Wi-Fi signalIt’s possible that just about every library in Ohio has had people sitting outside the library using their Wi-Fi when the library is closed. That happens so often, in fact, that administrators of the E-rate program call this “ancillary” use and consider it normal. Most libraries don’t seem to mind, but in some cases, a library may have a branch in a mall or otherwise in close proximity to other businesses and want to limit Wi-Fi use to actual library users. For those cases, MIT research announced last week may promise a solution.

  • Wireless tech means safer drones, smarter homes and password-free WiFi (MIT News | Adam Conner-Simons)  “In a new paper, a research team led by Professor Dina Katabi present a system called Chronos that enables a single WiFi access point to locate users to within tens of centimeters, without any external sensors. The group demonstrated Chronos in an apartment and a cafe, while also showing off a drone that maintains a safe distance from its user with a margin of error of about four centimeters.”
  • MIT’s wireless localizer could mean password-free Wi-Fi (PC Magazine | Angela Moscaritolo)  “Existing localization methods determine someone’s position by ‘triangulating multiple angles relative to the person,’ a process that requires multiple Wi-Fi access points. Chronos, on the other hand, can calculate not just the angle, but the distance from a user [to] an access point. ‘Knowing both the distance and the angle allows you to compute the user’s position using just one access point,’ PhD student Deepak Vasisht, who helped author a paper about the new technology, said in a statement.”
  • New wireless tech from MIT promises password-free Wi-Fi (PC World | Katherine Noyes)  “Making it all possible was Vasisht’s observation that signals travel over the air from transmitter to receiver at a different frequency than they do within a Wi-Fi device during the process of being detected, said Dina Katabi, an MIT professor who led the research team, in an interview on Tuesday. After coming up with an algorithm to exploit that fact, the researchers tested the technology in a two-bedroom apartment with four occupants and found that Chronos can correctly identify which room a resident is in 94 percent of the time. In a cafe, it was 97 percent accurate in distinguishing in-store customers from out-of-store intruders, meaning that passwords could be eliminated.”

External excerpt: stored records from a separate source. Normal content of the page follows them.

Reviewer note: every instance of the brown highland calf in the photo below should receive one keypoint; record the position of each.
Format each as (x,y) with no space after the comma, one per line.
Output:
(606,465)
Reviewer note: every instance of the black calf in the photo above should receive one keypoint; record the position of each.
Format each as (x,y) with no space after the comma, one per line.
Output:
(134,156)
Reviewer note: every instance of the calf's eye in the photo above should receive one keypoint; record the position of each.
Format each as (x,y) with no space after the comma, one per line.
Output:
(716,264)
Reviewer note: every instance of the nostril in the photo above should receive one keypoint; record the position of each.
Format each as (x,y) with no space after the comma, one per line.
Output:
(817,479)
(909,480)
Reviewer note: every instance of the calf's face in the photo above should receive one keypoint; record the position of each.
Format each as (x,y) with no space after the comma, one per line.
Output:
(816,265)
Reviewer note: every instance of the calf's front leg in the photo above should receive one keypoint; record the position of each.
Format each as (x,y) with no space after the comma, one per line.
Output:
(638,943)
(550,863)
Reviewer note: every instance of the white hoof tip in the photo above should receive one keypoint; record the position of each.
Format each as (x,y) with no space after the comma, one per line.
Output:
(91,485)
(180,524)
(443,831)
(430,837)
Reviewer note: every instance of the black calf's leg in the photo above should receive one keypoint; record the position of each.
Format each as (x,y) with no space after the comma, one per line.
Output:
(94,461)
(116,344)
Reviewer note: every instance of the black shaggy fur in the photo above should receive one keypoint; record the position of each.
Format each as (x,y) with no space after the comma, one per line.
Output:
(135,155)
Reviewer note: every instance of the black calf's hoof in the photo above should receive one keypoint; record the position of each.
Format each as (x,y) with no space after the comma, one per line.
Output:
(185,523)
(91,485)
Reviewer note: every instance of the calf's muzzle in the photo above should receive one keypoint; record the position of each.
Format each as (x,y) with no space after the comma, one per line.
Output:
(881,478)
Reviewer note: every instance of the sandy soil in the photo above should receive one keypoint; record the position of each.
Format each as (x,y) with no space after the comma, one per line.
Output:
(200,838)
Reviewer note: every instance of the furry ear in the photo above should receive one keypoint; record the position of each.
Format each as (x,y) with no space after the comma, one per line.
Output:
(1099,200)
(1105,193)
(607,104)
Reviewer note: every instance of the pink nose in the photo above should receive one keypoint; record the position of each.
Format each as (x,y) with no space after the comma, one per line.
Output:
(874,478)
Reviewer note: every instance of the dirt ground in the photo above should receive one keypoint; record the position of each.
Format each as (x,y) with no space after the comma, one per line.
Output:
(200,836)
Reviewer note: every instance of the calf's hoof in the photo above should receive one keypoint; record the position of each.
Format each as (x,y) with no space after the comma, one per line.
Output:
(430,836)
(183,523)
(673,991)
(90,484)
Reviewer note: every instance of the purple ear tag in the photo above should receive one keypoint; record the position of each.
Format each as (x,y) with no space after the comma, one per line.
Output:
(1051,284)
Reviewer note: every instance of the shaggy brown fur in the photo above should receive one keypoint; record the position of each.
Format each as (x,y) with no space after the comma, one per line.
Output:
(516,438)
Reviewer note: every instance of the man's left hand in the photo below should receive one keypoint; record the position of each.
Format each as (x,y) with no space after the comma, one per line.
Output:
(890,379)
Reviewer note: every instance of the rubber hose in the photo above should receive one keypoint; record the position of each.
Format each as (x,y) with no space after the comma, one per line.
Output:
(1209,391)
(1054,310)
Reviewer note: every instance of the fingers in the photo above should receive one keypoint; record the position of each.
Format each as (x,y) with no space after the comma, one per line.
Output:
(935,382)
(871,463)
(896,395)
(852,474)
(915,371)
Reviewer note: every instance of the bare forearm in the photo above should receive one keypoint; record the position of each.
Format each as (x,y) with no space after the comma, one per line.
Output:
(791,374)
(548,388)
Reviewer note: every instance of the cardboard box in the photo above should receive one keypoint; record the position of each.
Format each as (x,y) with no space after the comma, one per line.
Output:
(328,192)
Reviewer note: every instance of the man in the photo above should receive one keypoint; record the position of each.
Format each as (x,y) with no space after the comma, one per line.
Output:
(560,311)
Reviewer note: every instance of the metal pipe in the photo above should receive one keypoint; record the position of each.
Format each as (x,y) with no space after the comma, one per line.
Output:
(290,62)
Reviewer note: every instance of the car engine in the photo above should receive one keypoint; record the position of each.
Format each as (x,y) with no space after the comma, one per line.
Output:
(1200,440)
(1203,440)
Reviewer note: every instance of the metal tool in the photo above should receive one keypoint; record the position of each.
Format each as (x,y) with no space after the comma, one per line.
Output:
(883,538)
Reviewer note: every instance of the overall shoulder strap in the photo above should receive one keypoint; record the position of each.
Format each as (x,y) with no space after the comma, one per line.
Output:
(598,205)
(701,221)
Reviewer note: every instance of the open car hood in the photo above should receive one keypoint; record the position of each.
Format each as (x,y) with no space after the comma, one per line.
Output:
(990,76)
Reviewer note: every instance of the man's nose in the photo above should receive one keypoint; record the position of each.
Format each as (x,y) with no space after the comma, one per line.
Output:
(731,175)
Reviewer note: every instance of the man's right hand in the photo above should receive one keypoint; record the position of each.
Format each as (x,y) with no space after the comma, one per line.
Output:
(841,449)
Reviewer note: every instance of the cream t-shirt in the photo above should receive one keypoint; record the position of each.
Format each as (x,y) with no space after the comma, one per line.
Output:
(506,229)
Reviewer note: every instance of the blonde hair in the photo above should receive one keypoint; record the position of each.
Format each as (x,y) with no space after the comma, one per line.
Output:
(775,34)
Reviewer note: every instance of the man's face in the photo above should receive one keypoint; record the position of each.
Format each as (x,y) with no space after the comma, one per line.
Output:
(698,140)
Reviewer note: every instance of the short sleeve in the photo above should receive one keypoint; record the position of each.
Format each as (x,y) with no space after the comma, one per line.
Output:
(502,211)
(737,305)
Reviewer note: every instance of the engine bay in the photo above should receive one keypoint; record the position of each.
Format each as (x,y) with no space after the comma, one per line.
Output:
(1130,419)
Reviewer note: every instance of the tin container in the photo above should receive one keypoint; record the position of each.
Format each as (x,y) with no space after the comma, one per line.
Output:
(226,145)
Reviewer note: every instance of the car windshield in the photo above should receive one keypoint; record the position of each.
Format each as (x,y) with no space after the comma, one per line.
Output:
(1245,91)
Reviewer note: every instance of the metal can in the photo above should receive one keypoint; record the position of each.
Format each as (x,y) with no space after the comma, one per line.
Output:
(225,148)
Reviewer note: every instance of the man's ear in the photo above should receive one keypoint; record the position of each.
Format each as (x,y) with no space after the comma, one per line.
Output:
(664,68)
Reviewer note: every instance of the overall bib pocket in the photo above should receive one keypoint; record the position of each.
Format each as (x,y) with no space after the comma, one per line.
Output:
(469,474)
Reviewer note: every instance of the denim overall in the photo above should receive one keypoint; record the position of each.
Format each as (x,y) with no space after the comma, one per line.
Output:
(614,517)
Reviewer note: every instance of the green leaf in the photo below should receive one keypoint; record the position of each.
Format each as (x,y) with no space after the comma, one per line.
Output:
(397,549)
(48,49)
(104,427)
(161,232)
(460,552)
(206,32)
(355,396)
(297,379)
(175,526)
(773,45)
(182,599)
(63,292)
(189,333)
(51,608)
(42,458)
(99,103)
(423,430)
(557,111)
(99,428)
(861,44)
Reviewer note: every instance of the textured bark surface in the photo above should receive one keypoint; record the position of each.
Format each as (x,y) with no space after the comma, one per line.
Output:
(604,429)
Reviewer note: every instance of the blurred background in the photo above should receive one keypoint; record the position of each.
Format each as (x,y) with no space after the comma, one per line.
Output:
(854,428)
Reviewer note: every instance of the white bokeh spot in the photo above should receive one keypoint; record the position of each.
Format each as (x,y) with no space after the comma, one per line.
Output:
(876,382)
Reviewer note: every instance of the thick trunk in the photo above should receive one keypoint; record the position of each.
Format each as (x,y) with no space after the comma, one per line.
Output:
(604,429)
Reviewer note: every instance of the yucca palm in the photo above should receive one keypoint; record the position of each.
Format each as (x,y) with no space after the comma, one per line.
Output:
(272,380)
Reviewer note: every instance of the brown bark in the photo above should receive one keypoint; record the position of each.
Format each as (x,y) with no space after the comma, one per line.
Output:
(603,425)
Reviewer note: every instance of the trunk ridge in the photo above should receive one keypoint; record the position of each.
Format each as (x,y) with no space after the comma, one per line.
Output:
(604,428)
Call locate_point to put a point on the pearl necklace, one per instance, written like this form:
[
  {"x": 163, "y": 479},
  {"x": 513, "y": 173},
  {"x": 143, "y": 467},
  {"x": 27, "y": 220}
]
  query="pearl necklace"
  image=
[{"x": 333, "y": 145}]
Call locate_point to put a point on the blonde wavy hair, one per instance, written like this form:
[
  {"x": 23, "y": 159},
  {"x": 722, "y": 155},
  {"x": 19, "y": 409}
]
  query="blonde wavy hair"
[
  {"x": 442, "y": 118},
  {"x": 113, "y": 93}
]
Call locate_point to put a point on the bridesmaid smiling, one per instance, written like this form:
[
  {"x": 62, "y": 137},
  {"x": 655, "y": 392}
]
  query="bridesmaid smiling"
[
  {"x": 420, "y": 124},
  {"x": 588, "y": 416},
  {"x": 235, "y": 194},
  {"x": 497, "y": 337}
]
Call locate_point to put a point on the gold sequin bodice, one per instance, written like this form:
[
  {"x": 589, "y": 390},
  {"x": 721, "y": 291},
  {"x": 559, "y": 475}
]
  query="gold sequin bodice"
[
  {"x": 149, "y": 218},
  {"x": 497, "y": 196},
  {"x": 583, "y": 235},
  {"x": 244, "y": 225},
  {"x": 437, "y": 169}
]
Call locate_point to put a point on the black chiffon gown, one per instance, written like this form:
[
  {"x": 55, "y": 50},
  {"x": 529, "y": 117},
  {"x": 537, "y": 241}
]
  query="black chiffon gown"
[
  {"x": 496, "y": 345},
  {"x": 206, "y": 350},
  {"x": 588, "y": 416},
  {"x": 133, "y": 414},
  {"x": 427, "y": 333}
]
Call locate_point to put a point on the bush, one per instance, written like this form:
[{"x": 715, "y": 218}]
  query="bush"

  • MIT turns Wi-Fi into indoor GPS (IEEE Spectrum | Mark Harris)  “There are some limitations, however. Although Chronos can run on existing Wi-Fi devices using just an app (or a firmware upgrade for an access point), each device has to undergo a one-time distance calibration. And because Chronos takes around one-tenth of a second to sweep all the Wi-Fi bands, its accuracy plunges if the devices are moving relative to one another during this initial setup.”